How we plan to steady the ship and fly KQ back to profitability

Kenya Airways chairman Michael Joseph. PHOTO | FILE

What you need to know:

  • New Kenya Airways chairman speaks about his full in-tray, including motivating staff, fixing management and renegotiating KLM deal.

Michael Joseph, the former CEO of telecommunications company Safaricom, recently grabbed headlines when he was appointed a non-executive chairman of the troubled national carrier, Kenya Airways.

Mr Joseph has set out to undertake the huge task of stabilising the wobbly airline.

The Business Daily interviewed him recently on the intricacies of his new position and his rescue plan for the carrier.

Congratulations on your appointment. So, what are your immediate priorities for the airline?

Thank you. I want to strengthen the management team, continue with Operation Pride and fully extract its benefits and also improve our employees’ morale. In management, for instance, we do not have a human resource director or a substantive chief finance officer.

These positions are vital. We have to restore the brand to its right place by looking at elements like pricing, on-time performance, our service on the ground and the air.

Let’s talk about the Deloitte audit report that highlighted theft and mismanagement at KQ. What’s the latest with that?

Some facts in this report are real, others are not. There are a couple of serious things in there which we have to deal with. Indeed, some individuals manipulated the system to enrich themselves.

Other issues touch on processes and procedures. We’ve asked management to look at these items and report to the board on what they are doing about it. Their report is due on November 24 through the audit and risk committee. The board shall act based on their recommendations.

KQ pilots have been pushing to have chief executive Mbuvi Ngunze sacked. How secure is his job?

I met our pilots and we had a good discussion. I explained that Mr Ngunze is important to me at the moment. I am not making this statement forever.

He is in the middle of renegotiating with our financiers to get better terms in order for us to get out of the financial hole we are in. He is critical in that process since he knows and understands these people.

There is a perception out there that KQ is unreasonably more expensive than its competitors. What’s your take on this?

I have heard these complaints before. Indeed, it does sound like we are expensive on some routes. It is a balancing act; from an economical and financial point of view, you should maximise revenue on every route.

If you monopolise a route, you can charge whatever you like. And that is where I think we have gone too far. We must balance what we can charge for a route and what we actually do charge.

We should not price ourselves out of the market. I am concerned about this especially on our domestic routes. We just hired a commercial director and part of his mandate will be to look into this. I want Kenyans to fly KQ by choice.

The airline needs at least Sh60 billion to get out of its financial mess. Have you initiated talks with your major shareholders, or prospective partners, about this?

We are not engaging anybody at this moment. When we reach an agreement with our creditors, we shall move on to our financial requirements.

What I hope will happen is that we shall get some cash flow in from both KLM and the Kenya government and we shall see whether that is enough to take us forward.

It is not the right time to look for strategic partners or alliances. Once we have improved our balance sheet, maybe we shall do that.

What’s your take on the work that McKinsey is doing?

What I have seen from McKinsey is a process and a structure on how to drive improvement in the company. They have an approach that not only identifies the cost savings but gets them as well as revenues.

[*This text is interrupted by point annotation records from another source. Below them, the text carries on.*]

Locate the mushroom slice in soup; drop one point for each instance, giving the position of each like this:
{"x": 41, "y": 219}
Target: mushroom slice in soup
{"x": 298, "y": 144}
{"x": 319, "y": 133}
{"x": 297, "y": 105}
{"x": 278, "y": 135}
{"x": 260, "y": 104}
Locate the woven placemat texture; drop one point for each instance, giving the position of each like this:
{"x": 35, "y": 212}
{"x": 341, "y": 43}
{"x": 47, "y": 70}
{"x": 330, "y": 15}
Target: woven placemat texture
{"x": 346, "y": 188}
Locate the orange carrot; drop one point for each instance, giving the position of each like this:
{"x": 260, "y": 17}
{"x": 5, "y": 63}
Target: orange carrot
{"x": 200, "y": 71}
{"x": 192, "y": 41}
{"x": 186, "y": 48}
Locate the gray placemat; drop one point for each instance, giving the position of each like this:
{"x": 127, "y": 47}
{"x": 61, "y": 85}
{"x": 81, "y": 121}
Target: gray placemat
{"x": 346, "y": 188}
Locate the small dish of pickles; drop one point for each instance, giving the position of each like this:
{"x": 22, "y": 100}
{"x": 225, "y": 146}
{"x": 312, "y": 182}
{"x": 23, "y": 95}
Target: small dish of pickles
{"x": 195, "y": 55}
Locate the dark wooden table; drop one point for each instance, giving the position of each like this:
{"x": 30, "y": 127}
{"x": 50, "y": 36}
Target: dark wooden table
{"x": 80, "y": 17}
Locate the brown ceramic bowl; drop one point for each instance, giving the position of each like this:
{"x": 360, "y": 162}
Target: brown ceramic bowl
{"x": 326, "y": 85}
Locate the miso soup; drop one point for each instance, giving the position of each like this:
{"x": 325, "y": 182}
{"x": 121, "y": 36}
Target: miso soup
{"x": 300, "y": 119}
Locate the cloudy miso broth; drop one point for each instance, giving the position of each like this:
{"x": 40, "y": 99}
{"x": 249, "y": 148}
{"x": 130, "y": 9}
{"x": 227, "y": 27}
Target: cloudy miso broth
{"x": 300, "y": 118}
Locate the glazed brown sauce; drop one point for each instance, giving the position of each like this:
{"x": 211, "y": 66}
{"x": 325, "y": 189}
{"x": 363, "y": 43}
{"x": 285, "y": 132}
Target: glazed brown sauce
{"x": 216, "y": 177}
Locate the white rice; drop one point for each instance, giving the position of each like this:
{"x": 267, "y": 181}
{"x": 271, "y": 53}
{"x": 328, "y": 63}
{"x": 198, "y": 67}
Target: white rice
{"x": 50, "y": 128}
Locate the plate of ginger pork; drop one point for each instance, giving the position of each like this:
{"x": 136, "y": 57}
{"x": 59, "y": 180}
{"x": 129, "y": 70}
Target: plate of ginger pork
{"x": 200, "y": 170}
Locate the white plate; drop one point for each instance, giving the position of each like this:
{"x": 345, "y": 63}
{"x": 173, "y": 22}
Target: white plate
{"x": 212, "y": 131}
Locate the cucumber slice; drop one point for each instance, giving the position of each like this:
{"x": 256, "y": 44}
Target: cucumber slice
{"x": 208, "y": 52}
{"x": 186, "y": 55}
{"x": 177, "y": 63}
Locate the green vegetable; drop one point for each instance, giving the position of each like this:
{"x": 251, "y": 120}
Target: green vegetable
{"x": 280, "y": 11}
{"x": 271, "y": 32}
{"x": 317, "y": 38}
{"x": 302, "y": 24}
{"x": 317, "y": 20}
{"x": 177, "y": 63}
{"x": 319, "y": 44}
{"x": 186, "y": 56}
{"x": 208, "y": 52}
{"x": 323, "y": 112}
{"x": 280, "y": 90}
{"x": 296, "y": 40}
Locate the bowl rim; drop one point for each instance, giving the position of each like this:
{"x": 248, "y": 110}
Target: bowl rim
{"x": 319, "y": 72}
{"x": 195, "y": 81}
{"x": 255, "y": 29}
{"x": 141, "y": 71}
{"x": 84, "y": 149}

Kenyans tend to love the status quo. We say this is how we shall get revenues but let us do that tomorrow. I think the opposite is McKinsey’s strength. I am waiting for them to deliver the goods.

KQ and KLM entered into a joint venture years ago. There has been talk that this partnership is not beneficial to KQ, with some people suggesting it be struck out. What’s your position on this matter?

I understand there are some things in the JV [joint venture] agreement which need to be corrected since they are more in favour of KLM than they are for KQ.

I have already spoken to KLM about it and they are willing to renegotiate it. I will spend some days with their CEO in Amsterdam to discuss this in two weeks (next week). But from what I have seen and heard, I do not think we should kick out KLM.

Maybe they have been benefiting financially more than we but it is wrong to say they have been bad for KQ. KLM is an important alliance for us; they bring us a lot of passengers.

The Kenya Airways share has gained value over the past weeks, with analysts attributing this improvement to your appointment.

Yes, I have noticed the share price jump. I think this is being driven purely by emotions and not fundamentals of the company. We have started the process of getting the fundamentals right at KQ and that should provide a better basis for investors.

How long should Kenyans be patient with you? When should the public expect to see financial improvement at KQ?

Admittedly, there is a lot of work to be done at KQ. Change will not happen in a day or two. I think we should begin seeing some positive changes at the airline after a year or so.

Any regrets or butterflies about your new job?

I do not regret taking up this job. I am up to the challenge. I was requested to become the chairman by the government, the President. I have declined it before but this time I am better positioned to do it now for reasons I cannot disclose just yet.

I have been in the telecommunications industry all my life.

This is totally different. You should always have some mental, intellectual challenge in your life. I am not the type of person to go retire. I have a legacy in Kenya which I want to preserve and KQ is another step in the way of doing exactly that.